Kesimpulan: Pembangunan Wisata Harus Melibatkan Warga Lokal

Kisah Sulistiyah dan warga Pantai Sanglen menggambarkan dilema antara perkembangan pariwisata dan keberlangsungan hidup masyarakat. Pembangunan wisata memang penting, tetapi tidak boleh mengorbankan pelaku ekonomi kecil yang sudah lama menjaga area tersebut.

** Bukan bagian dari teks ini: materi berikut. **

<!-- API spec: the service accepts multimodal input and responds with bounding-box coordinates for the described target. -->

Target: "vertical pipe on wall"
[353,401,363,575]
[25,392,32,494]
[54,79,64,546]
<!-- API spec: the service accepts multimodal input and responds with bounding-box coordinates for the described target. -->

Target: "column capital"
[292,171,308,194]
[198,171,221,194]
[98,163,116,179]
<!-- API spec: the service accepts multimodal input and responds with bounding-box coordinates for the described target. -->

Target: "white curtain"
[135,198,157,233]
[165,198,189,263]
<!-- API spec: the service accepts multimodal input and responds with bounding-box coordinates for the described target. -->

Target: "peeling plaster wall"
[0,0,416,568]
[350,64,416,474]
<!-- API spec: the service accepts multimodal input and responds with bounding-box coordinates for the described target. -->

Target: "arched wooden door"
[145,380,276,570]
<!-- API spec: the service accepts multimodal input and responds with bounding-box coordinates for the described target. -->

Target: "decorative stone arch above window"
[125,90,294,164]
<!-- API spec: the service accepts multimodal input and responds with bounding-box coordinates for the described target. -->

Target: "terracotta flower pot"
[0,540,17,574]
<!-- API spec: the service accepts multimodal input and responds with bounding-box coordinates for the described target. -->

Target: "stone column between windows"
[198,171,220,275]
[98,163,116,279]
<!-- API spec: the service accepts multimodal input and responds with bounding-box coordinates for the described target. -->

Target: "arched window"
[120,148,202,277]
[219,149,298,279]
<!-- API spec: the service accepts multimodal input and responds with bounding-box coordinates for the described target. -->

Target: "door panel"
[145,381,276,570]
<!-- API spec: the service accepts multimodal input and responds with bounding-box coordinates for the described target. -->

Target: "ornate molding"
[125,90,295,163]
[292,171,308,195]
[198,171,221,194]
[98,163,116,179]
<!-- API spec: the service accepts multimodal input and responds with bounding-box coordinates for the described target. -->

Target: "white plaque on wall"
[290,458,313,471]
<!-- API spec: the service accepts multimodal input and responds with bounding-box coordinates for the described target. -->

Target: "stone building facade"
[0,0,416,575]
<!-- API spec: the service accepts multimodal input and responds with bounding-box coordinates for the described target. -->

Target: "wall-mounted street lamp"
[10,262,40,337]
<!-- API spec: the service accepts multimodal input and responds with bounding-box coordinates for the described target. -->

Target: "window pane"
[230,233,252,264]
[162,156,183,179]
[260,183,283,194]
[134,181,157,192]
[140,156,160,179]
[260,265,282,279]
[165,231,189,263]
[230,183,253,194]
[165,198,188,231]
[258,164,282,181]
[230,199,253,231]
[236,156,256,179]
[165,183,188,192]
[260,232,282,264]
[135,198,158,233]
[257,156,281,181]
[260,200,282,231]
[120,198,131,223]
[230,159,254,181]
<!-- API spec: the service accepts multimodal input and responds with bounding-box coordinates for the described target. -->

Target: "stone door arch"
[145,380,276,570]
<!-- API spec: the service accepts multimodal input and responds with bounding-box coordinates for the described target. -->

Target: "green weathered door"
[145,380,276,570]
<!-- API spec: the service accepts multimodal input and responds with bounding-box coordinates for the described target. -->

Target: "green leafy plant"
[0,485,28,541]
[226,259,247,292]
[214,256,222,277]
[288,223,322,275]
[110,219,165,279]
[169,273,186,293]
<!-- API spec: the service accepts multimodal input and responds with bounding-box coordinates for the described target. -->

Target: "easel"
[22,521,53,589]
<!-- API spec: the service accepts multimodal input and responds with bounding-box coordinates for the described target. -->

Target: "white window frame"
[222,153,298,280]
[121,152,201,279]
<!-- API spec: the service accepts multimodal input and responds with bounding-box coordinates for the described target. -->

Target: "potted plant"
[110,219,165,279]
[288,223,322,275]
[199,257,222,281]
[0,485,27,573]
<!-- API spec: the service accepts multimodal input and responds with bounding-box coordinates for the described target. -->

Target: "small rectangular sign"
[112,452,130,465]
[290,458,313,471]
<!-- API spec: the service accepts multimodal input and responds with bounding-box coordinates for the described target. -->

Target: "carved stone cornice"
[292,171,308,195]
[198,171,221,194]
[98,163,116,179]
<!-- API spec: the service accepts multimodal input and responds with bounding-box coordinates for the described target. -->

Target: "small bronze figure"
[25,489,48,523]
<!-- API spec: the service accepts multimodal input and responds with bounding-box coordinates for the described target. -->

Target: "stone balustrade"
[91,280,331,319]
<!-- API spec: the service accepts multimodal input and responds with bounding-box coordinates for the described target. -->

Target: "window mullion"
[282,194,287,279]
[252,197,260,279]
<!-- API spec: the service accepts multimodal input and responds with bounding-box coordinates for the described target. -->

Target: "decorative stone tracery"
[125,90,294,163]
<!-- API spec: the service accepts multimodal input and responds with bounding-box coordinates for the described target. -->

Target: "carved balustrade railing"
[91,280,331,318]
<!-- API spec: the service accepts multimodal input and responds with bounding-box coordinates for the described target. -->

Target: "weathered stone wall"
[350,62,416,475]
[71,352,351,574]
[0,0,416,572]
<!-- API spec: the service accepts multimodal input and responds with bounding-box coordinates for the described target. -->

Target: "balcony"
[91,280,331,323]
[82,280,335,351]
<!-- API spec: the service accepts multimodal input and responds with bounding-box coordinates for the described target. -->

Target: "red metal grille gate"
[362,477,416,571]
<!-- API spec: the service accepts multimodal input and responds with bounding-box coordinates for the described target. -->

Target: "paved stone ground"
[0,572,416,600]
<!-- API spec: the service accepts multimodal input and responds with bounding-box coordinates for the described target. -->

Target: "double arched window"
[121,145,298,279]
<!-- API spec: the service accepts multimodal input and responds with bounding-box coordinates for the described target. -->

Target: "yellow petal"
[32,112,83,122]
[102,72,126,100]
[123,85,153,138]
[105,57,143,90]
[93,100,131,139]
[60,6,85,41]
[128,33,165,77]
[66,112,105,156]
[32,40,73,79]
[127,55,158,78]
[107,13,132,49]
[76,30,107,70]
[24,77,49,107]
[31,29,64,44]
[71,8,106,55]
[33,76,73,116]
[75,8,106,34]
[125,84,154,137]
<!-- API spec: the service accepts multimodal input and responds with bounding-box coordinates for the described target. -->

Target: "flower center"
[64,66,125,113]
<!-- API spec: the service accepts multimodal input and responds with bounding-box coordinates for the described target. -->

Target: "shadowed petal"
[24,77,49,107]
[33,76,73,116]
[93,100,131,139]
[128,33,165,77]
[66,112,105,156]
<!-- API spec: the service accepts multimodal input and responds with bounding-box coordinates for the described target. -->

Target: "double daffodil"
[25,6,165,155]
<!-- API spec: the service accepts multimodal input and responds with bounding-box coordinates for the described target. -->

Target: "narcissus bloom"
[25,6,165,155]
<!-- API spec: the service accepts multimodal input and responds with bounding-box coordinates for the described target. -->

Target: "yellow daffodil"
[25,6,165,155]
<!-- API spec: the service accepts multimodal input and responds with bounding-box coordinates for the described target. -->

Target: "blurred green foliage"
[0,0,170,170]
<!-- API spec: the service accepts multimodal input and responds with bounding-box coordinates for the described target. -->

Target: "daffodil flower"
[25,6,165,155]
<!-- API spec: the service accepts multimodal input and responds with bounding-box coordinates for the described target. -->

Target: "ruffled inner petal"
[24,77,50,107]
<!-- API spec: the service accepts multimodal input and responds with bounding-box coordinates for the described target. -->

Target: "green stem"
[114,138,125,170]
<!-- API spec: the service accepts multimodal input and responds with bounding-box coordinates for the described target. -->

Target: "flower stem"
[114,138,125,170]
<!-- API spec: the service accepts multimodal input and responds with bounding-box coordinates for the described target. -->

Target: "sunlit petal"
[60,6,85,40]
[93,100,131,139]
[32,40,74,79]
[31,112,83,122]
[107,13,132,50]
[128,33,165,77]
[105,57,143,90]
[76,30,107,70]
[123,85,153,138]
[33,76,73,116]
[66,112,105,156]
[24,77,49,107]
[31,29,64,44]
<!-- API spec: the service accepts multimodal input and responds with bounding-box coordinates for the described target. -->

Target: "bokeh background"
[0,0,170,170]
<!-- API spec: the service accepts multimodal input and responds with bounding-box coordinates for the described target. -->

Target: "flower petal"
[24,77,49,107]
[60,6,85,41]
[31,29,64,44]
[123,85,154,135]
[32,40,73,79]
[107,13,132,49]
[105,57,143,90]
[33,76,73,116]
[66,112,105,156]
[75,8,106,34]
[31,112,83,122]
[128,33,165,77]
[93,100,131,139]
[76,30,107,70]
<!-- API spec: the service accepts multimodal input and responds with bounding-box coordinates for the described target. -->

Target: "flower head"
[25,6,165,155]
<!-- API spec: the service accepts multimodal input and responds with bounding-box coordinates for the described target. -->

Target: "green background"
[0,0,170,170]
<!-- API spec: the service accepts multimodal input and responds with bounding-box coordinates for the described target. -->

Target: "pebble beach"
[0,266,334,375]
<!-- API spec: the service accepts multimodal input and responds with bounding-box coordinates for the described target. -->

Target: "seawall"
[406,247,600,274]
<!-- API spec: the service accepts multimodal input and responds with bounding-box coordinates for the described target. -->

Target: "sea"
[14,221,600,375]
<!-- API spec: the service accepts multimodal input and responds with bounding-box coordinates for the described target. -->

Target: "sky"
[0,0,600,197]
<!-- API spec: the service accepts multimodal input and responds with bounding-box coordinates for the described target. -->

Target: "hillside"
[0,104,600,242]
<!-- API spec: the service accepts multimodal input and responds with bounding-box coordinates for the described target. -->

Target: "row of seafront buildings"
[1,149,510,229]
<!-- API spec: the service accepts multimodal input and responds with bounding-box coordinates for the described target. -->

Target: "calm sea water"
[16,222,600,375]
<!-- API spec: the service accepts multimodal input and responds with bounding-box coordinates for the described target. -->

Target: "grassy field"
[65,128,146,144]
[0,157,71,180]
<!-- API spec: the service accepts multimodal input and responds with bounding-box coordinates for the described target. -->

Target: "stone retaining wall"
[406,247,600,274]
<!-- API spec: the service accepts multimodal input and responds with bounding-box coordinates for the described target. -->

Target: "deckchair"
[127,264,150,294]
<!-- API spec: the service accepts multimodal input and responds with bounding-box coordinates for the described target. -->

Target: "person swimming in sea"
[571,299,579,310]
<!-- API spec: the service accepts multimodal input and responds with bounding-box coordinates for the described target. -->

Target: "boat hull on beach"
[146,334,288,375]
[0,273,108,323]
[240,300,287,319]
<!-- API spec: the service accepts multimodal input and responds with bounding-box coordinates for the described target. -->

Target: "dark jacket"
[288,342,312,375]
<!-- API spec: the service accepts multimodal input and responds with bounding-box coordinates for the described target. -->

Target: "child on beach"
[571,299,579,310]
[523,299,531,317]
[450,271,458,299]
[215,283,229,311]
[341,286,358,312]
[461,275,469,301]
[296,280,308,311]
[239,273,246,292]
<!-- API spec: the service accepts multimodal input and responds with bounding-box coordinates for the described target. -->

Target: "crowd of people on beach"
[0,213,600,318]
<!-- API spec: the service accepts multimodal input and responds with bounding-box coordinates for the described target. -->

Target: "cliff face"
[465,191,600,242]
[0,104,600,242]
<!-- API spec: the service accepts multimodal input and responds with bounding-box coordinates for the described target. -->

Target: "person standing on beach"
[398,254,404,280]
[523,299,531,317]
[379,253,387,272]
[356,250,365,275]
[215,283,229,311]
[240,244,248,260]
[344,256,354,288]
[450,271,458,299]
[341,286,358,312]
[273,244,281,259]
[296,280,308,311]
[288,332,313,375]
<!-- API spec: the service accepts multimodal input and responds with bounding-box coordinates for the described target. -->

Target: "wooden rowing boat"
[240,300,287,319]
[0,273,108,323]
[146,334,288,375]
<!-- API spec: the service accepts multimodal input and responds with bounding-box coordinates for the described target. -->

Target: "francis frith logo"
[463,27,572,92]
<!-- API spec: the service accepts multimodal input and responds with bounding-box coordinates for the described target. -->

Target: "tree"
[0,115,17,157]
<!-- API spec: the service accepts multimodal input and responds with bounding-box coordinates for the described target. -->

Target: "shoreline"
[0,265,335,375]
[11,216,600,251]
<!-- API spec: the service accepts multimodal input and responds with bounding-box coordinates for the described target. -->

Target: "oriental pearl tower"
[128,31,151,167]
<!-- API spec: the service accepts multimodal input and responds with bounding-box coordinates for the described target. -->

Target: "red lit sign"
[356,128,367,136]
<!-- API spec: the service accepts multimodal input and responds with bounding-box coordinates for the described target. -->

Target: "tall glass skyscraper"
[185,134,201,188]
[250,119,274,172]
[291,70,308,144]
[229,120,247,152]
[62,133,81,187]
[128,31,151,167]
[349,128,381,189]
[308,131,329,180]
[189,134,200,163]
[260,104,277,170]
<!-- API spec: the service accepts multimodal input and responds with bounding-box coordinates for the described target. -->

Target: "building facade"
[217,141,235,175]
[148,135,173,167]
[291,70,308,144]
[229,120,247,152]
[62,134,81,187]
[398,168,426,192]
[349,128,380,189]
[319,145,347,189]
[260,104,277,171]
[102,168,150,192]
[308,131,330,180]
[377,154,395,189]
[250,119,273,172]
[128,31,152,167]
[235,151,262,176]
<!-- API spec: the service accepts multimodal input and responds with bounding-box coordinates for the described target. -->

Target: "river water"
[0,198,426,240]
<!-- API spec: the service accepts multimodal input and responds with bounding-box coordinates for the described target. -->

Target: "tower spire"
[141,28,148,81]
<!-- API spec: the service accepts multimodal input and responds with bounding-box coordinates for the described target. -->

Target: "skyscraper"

Harapannya, semua pihak dapat duduk bersama mencari jalan tengah. Warga ingin beradaptasi dan ikut berkembang. Mereka hanya berharap diberi ruang yang adil, agar pembangunan tidak hanya memperindah destinasi wisata, tetapi juga memperkuat kesejahteraan masyarakat yang tinggal dan bekerja di sekitarnya.